Transsion Bangladesh, a subsidiary of Chinese Transsion Holdings, has been manufacturing handsets under three separate brands -- Itel, Infinix and Tecno at its plant in Gazipur since early 2019.
Talking to the FE, Rezwanul Haque, chief executive officer of Transsion, said local production has proved beneficial for the company.
"Transsion holds one of the top three positions in the Bangladeshi mobile device market," he cited.
"The smartphone market is very competitive where no one can survive without providing quality devices."
Mr Haque identified the grey market as the key challenge for local manufacturers.
Realme, one of the fastest-growing brands globally, began manufacturing at its Gazipur plant this year, creating more than 600 direct employment.
Its annual production capacity in Bangladesh is 2.0-million unit smartphones, although nearly 40 per cent of the capacity has been used in recent times, according to company executives.
According to global research firm Counterpoint, Realme's market share in Bangladesh was 6.0 per cent as of August 28.
"In Bangladesh, it grew 1,000 per cent QoQ (albeit from a low base) to take 6.0 per cent of the market," a Counterpoint report said.
Another popular brand Oppo has been assembling smartphones from its factory since October 2019.
In a statement to the FE, it said Bangladesh is a very important market for international telecom vendors as the demand for smartphones is growing at a very steady rate.

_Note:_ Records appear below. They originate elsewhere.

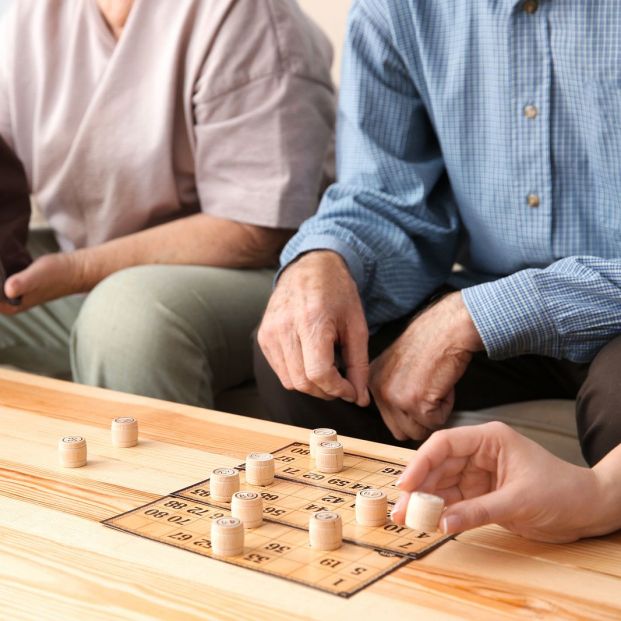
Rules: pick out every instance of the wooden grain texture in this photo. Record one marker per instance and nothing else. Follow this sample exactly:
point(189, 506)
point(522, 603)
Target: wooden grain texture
point(58, 562)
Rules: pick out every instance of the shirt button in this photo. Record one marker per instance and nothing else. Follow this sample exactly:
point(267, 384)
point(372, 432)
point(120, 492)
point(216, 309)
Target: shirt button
point(533, 200)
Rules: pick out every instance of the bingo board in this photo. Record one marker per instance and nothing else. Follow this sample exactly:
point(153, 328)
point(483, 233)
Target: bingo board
point(280, 546)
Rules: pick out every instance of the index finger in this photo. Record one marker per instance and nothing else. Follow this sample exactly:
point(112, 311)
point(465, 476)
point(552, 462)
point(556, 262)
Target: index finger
point(320, 367)
point(442, 445)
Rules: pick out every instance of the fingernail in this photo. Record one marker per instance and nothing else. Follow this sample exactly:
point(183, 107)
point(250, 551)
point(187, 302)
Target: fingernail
point(399, 505)
point(450, 524)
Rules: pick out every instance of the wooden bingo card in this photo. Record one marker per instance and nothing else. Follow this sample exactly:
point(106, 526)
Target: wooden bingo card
point(272, 548)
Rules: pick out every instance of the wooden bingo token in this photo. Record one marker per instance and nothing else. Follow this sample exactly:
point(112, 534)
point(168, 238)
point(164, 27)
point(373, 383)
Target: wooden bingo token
point(325, 530)
point(323, 434)
point(424, 511)
point(223, 483)
point(329, 457)
point(124, 432)
point(72, 451)
point(260, 469)
point(371, 507)
point(248, 507)
point(227, 536)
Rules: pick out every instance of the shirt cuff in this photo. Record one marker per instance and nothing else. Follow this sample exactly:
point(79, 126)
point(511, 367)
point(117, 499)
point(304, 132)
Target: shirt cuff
point(511, 317)
point(295, 249)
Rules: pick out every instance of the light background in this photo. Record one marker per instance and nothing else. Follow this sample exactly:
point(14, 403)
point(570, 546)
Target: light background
point(331, 15)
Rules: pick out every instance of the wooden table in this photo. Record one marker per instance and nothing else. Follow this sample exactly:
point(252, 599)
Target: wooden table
point(58, 562)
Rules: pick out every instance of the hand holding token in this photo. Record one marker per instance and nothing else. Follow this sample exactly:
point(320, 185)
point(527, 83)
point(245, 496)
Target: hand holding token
point(492, 474)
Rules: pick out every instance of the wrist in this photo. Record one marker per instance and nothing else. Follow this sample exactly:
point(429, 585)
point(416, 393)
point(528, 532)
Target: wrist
point(83, 269)
point(466, 335)
point(321, 261)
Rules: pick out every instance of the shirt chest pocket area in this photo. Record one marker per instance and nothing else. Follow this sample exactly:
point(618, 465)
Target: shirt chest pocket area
point(605, 151)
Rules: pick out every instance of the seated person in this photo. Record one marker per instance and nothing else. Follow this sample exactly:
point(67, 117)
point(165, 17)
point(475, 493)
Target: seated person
point(173, 147)
point(460, 141)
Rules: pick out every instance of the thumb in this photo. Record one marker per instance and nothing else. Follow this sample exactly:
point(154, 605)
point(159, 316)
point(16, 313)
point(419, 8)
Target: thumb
point(355, 354)
point(490, 508)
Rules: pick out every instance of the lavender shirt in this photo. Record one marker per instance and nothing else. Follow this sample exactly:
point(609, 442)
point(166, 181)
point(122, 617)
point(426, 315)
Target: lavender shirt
point(219, 106)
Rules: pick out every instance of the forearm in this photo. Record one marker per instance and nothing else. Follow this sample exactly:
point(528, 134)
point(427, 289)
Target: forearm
point(194, 240)
point(569, 310)
point(606, 516)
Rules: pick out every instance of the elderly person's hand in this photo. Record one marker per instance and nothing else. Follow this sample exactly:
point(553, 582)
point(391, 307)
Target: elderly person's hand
point(315, 307)
point(413, 380)
point(492, 474)
point(49, 277)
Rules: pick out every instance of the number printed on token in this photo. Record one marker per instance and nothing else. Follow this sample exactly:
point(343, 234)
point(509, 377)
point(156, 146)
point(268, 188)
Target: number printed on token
point(73, 439)
point(326, 515)
point(246, 495)
point(260, 456)
point(225, 472)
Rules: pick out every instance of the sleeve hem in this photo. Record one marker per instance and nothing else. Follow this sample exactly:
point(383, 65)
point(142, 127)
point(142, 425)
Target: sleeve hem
point(511, 318)
point(325, 242)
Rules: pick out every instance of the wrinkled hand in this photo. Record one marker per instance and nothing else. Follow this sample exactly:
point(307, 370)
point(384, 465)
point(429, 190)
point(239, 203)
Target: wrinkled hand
point(492, 474)
point(413, 380)
point(315, 306)
point(49, 277)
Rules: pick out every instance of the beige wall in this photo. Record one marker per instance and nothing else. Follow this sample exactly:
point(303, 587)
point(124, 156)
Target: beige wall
point(331, 15)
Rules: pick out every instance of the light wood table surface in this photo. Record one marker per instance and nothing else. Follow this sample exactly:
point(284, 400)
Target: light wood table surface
point(58, 562)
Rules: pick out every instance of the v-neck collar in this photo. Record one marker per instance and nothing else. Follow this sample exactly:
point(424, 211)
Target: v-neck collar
point(103, 29)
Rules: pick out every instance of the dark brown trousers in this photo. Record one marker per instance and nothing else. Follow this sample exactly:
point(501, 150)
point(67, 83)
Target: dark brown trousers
point(596, 387)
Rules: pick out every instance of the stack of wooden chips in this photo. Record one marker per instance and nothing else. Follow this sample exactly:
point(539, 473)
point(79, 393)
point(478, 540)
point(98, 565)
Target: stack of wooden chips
point(227, 536)
point(323, 434)
point(329, 457)
point(124, 432)
point(247, 507)
point(325, 530)
point(72, 451)
point(371, 507)
point(260, 469)
point(424, 512)
point(223, 483)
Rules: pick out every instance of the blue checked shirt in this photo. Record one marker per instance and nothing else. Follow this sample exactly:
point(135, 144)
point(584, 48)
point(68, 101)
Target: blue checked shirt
point(486, 132)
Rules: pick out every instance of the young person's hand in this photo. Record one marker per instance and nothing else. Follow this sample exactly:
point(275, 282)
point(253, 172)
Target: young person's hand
point(492, 474)
point(315, 306)
point(413, 380)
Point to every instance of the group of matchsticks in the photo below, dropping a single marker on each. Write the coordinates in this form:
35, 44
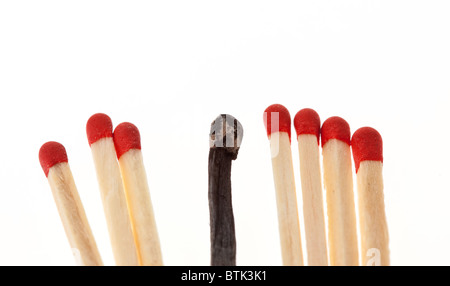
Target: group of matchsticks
341, 248
129, 213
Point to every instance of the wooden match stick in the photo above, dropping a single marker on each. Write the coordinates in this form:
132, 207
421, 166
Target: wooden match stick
127, 143
367, 147
54, 162
307, 126
277, 121
338, 181
99, 132
225, 139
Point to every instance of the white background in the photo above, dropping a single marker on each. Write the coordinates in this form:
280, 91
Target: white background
170, 67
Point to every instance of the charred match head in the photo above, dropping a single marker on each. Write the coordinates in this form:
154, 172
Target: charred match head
226, 132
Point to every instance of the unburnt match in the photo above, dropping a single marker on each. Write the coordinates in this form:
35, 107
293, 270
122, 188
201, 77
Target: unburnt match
277, 121
225, 139
307, 126
99, 130
127, 143
338, 181
367, 147
54, 162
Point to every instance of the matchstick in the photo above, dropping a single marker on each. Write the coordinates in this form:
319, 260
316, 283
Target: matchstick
99, 132
54, 162
225, 139
338, 181
367, 147
127, 142
277, 121
307, 126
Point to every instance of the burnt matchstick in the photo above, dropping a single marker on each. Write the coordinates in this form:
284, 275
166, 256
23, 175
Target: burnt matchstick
367, 147
99, 132
307, 126
277, 121
225, 139
54, 162
338, 181
127, 141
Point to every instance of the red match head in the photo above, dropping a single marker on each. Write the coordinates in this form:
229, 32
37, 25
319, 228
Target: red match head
50, 154
307, 121
98, 126
335, 128
367, 145
277, 119
126, 136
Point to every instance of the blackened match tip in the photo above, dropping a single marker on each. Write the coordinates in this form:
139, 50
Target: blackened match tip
226, 132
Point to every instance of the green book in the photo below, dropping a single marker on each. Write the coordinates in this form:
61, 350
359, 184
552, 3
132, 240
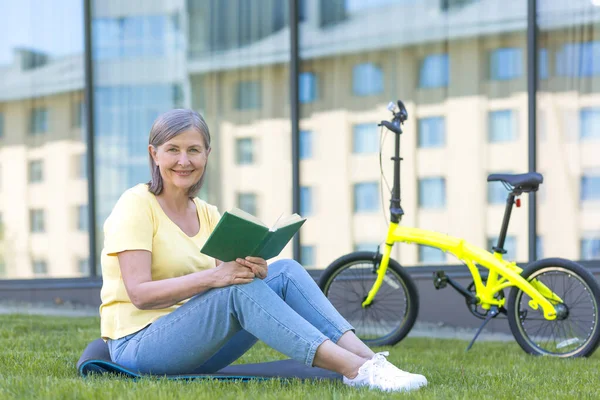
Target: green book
239, 234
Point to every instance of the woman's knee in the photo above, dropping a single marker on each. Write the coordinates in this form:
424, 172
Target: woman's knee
286, 266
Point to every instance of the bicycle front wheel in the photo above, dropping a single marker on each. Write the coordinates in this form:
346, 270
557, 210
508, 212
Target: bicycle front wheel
575, 331
347, 281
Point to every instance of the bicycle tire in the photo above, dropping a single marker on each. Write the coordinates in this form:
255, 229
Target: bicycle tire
371, 324
586, 299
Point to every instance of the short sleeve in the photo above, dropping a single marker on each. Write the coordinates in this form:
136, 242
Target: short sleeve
214, 216
130, 225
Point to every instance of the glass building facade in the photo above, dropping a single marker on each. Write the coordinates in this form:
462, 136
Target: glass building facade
460, 66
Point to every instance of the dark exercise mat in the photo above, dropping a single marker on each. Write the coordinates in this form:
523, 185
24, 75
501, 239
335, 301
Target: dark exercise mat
96, 360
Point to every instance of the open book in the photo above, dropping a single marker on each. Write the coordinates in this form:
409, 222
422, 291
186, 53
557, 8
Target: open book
239, 234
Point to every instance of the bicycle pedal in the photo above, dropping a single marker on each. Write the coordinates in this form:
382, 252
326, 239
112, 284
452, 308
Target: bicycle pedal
440, 280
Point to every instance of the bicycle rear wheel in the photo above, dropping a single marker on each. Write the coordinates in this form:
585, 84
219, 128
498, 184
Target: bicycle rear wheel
388, 319
575, 331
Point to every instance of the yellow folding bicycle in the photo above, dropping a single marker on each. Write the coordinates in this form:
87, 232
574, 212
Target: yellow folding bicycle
552, 307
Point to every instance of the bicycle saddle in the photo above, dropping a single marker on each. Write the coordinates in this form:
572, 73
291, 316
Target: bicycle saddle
523, 182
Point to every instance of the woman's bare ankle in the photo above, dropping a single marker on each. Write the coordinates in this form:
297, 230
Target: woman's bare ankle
353, 370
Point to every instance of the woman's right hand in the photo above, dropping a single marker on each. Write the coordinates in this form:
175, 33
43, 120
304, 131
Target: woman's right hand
232, 273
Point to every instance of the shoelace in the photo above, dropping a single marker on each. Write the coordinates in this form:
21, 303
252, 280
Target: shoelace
380, 371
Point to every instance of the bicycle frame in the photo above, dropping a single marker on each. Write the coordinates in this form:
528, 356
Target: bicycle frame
503, 274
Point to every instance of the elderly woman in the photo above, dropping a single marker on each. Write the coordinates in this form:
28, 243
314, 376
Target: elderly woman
169, 309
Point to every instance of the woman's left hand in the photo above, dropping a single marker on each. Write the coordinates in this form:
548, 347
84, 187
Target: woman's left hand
256, 264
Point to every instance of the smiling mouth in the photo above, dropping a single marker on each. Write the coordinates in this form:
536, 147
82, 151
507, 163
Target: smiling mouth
183, 173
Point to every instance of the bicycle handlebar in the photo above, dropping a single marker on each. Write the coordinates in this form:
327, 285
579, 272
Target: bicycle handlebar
398, 119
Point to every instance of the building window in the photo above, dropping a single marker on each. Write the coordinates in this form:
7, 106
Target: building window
432, 132
134, 37
306, 144
510, 245
248, 95
83, 266
365, 138
432, 193
367, 79
590, 248
82, 166
497, 192
244, 151
435, 71
36, 171
78, 114
366, 246
36, 221
578, 59
307, 254
306, 203
40, 267
82, 218
247, 202
589, 123
502, 126
38, 121
506, 64
590, 188
543, 64
307, 87
366, 197
431, 255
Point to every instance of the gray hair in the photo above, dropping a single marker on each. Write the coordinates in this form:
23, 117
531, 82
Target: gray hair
165, 128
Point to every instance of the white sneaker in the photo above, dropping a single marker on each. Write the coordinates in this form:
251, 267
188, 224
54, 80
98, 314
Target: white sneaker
379, 373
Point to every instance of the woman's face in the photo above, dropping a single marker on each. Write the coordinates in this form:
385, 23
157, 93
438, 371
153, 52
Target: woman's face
182, 159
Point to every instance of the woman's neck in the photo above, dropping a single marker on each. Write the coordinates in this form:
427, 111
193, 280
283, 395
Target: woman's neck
175, 200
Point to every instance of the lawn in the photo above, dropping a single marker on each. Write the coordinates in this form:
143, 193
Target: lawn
39, 354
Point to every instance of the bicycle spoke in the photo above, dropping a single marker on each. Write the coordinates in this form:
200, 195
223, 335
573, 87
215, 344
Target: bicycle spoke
560, 336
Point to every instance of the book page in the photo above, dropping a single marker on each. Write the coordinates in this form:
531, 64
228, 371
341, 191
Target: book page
290, 219
247, 216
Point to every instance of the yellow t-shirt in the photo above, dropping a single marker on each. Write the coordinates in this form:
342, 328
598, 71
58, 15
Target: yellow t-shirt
137, 222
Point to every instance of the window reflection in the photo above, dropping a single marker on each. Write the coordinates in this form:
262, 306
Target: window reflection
41, 135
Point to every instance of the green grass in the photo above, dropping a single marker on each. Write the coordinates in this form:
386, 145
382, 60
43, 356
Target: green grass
38, 357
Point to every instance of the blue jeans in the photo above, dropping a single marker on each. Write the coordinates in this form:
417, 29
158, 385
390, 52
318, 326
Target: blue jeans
286, 310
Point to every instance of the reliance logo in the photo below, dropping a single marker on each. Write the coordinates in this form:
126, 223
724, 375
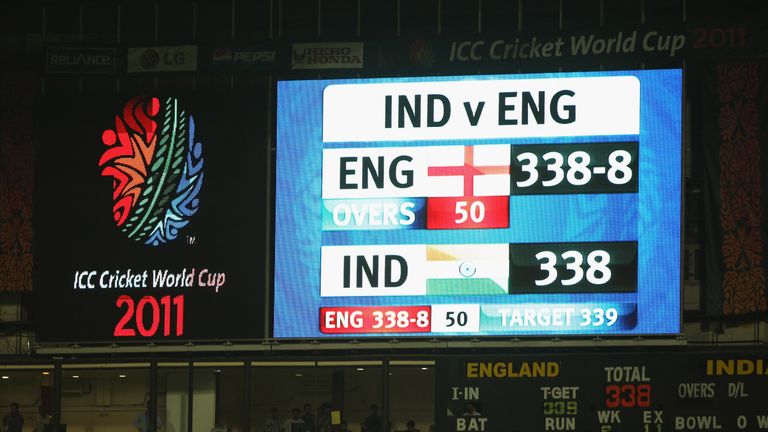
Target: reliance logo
156, 167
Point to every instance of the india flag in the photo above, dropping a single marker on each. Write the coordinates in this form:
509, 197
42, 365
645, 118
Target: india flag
467, 269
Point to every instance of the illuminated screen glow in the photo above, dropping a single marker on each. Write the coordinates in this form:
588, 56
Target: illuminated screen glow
540, 204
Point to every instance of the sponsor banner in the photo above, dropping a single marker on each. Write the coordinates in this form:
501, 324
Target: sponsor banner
663, 45
340, 55
80, 60
261, 57
182, 58
480, 109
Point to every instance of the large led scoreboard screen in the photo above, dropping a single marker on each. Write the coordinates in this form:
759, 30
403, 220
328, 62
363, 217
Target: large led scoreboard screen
542, 204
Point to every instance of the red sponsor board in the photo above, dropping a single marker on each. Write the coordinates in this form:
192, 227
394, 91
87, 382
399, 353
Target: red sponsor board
468, 212
375, 319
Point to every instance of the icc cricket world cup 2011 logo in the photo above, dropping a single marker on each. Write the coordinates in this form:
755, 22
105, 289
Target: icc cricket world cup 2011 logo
156, 167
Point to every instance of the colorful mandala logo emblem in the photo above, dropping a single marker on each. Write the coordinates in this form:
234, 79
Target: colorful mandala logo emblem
156, 168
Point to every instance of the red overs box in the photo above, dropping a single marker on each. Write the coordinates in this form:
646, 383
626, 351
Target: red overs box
468, 212
375, 319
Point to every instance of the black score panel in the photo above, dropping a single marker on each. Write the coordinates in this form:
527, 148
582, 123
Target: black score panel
604, 392
149, 218
573, 267
578, 168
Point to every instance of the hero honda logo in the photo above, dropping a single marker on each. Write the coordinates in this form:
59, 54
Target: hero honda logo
156, 168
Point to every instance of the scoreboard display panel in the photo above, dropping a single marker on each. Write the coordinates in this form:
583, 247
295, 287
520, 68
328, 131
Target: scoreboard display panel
538, 204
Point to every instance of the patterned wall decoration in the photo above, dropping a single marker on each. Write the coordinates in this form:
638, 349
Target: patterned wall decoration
17, 137
741, 195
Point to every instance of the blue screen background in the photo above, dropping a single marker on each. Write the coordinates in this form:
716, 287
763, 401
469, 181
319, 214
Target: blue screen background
652, 216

"Assembling smartphones locally ensures greater cost efficiency in operations, which enables us to charge a very reasonable price for our handsets."
Oppo Bangladesh's plant has a production capacity of approximately 4.0 million per year and also generated employment for 650 people.
With 11-per cent smartphone market share, Oppo plans to launch outstanding smartphones and smart devices for a growing number of consumers here following all the SOPs set by the government.
"We're developing an integrated ecosystem to increase smartphone penetration as we continue to prepare for 5G technology in Bangladesh," reads the Oppo statement.
Top brass of the vendors in Bangladesh said they made a good comeback after the coronavirus lockdown period as the demand has been picking up.
They said many people now depend on smartphones for online activities, both professional or academic.
The executives, however, suggested introducing a National Equipment Identity Register (NEIR), a system used to check the use of fake handsets.
"It could help check crimes related to mobile phones, in addition to saving the legal mobile manufacturers," Samsung Bangladesh said.
He hoped Bangladesh would manufacture 90 per cent of the total local demand by the late next year.
Currently, other mobile brands like Vivo, Winstar, Lava and Five Star are manufacturing or assembling locally.
The once global market leader Nokia is also about to start manufacturing locally, sources said.